Two years and 100+ executive orders into the pandemic, is there an end in sight?

March 9, 2022 marked two years since Gov. Pritzker issued his first disaster declaration in response to COVID-19, allowing him to impose sweeping emergency powers free of legislative input and oversight. Since then, he has re-issued his disaster declaration approximately every 30 days as a way to skirt the 30-day limit on declared disasters imposed through the Emergency Management Agency Act.

I continue to advocate for the reining-in of Gov. Pritzker’s powers, and have co-sponsored legislation that renews Senate Republicans’ calls that the Governor receive General Assembly approval before an emergency declaration is extended past 30 days. Senate Bill 3888 was filed in January of this year and has languished in the Senate Assignments Committee.

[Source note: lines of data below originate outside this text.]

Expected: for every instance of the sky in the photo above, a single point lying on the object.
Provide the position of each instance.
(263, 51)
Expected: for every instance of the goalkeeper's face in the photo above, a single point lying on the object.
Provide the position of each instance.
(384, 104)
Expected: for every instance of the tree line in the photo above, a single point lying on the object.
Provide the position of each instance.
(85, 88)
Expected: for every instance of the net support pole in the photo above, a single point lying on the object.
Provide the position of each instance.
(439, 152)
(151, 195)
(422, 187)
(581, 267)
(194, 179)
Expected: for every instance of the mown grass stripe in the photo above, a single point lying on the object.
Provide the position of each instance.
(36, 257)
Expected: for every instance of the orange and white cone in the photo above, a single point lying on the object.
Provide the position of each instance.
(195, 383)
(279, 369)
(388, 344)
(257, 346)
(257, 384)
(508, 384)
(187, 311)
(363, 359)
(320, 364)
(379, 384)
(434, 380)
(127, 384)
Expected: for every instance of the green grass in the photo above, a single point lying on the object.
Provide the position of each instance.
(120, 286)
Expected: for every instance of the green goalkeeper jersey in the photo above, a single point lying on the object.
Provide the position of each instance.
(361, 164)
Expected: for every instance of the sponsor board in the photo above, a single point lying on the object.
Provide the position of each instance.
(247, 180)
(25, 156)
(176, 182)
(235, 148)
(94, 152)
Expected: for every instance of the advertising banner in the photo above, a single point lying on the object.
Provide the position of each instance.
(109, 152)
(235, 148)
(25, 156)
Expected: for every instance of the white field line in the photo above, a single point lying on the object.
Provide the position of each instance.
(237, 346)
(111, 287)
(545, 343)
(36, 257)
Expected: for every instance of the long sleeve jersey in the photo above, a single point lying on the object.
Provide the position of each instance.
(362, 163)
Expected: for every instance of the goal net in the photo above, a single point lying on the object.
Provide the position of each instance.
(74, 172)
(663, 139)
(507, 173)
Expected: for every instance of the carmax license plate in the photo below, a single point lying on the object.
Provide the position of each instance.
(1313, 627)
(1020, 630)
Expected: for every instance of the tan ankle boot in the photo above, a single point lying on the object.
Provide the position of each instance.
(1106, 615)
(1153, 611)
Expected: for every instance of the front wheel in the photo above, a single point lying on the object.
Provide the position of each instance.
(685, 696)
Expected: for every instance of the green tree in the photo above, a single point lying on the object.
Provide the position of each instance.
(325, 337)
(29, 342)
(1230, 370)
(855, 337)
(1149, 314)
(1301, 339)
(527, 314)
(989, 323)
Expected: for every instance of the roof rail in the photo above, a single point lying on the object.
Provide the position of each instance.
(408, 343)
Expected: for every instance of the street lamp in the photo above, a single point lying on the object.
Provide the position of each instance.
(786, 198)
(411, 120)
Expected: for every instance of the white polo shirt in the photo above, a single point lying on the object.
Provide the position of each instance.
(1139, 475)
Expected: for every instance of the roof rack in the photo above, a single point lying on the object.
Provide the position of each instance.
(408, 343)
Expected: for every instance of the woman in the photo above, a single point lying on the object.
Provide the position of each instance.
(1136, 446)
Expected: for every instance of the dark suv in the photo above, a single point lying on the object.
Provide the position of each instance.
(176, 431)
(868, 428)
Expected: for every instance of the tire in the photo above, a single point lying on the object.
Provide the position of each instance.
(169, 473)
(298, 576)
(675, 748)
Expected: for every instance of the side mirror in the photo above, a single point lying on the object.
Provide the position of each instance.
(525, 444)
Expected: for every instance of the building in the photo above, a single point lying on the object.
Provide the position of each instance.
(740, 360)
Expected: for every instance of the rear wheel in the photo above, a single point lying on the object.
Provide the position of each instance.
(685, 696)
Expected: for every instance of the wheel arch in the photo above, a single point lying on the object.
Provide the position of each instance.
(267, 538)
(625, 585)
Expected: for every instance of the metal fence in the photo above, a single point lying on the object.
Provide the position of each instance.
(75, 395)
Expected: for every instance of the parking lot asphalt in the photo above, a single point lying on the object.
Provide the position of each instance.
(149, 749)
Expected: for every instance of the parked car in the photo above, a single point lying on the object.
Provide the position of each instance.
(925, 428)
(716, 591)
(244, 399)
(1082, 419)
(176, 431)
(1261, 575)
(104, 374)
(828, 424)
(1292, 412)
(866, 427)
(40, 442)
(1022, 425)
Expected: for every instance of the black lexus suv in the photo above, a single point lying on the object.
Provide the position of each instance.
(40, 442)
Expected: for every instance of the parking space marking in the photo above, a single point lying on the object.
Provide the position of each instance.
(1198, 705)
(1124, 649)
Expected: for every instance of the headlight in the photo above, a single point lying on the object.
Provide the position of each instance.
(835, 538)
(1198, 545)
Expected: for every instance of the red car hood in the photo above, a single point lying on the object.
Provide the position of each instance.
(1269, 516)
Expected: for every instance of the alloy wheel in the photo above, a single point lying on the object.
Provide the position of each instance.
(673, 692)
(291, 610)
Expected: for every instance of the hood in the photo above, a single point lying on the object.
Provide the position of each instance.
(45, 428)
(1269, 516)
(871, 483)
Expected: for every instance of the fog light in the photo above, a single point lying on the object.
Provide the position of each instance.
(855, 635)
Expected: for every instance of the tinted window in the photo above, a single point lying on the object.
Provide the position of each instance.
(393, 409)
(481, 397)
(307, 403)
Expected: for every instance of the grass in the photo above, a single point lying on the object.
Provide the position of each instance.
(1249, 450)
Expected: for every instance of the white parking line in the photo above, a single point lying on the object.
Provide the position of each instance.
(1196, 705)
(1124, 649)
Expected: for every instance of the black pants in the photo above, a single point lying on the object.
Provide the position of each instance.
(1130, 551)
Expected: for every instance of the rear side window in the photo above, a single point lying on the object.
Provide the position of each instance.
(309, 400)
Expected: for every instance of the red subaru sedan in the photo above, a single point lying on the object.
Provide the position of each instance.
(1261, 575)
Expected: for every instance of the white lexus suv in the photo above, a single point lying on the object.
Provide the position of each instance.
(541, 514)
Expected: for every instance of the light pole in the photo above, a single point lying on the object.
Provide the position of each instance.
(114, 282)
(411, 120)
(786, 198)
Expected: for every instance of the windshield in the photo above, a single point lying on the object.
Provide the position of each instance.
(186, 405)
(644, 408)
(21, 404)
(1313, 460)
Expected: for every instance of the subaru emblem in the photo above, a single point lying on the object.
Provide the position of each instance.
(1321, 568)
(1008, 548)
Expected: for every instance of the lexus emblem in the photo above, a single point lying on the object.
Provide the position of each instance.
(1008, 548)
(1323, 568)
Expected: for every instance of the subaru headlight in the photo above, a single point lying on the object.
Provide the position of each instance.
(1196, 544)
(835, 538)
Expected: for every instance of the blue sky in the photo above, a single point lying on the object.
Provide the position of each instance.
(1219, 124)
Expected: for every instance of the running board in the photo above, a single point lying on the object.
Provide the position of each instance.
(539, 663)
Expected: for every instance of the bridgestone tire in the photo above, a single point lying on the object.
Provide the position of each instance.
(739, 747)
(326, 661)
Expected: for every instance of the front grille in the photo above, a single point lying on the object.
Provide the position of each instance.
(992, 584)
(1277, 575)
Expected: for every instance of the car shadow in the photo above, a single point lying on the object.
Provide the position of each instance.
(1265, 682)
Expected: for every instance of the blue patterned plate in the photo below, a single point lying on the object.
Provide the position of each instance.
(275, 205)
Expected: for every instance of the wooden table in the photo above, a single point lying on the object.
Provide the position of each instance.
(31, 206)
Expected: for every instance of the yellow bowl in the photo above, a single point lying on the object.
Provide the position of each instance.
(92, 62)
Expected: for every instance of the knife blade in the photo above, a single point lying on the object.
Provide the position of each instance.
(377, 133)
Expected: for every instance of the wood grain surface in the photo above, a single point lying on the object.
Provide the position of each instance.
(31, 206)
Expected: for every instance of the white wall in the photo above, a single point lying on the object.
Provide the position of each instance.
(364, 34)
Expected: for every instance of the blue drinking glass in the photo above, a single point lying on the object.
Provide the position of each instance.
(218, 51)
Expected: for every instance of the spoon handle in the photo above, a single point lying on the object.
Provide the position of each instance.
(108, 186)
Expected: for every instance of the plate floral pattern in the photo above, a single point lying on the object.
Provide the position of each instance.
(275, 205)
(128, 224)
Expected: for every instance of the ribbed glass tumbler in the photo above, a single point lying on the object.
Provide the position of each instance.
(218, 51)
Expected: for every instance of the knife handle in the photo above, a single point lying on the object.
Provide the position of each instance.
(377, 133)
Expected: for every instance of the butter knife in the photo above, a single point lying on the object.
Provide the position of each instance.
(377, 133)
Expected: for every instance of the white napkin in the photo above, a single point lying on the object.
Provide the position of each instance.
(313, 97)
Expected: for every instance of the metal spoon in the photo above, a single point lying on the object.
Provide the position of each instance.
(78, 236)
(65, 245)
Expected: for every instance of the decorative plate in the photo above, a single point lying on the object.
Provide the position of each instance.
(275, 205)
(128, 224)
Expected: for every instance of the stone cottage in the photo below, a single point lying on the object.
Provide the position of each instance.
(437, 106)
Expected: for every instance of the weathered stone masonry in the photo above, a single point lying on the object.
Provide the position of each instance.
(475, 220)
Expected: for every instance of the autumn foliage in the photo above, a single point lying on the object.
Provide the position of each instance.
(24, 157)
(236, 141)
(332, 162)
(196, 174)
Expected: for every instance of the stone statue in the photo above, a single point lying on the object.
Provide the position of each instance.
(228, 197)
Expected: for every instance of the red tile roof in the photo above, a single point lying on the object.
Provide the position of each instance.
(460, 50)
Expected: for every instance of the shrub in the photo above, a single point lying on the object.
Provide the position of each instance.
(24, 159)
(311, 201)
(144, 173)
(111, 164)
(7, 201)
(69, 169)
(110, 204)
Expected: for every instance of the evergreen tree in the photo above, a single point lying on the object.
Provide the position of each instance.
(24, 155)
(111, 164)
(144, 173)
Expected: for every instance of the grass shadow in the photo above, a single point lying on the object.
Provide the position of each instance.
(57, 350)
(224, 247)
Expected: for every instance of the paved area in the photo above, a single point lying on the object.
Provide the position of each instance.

During the last two years, Gov. Pritzker has issued over 100 executive orders, a milestone nobody is celebrating. The orders have created chaos, confusion, and devastation. Some of the Governor’s failures throughout the pandemic include:

  • Arbitrary closures and regulations that have stacked the deck in favor of large corporates over the small businesses that serve as the backbone of Illinois’ local economies;
  • A slower economic recovery rate than other states, with Illinois ranking 48th in the nation, and Illinois posting the 10th highest unemployment numbers in the nation according to data from December, 2021;
  • A dysfunctional Illinois Department of Employment Security that allowed for an alarming amount of fraud, while real claimants were left waiting weeks for earned benefits or even a call back;
  • A deadly COVID-19 outbreak at the LaSalle Veterans Home that claimed the lives of 36 veterans after it took his Department of Public Health nearly two weeks to do an on-site visit after the outbreak was reported;
  • Not prioritizing the most vulnerable populations during the vaccine rollout; and
  • Student academic and achievement declines across the state.

 

Recently, the Illinois court system and the bipartisan and bicameral Joint Committee on Administrative Rules (JCAR), a committee on which I sit, both rebuffed the governor’s abuse of his emergency powers.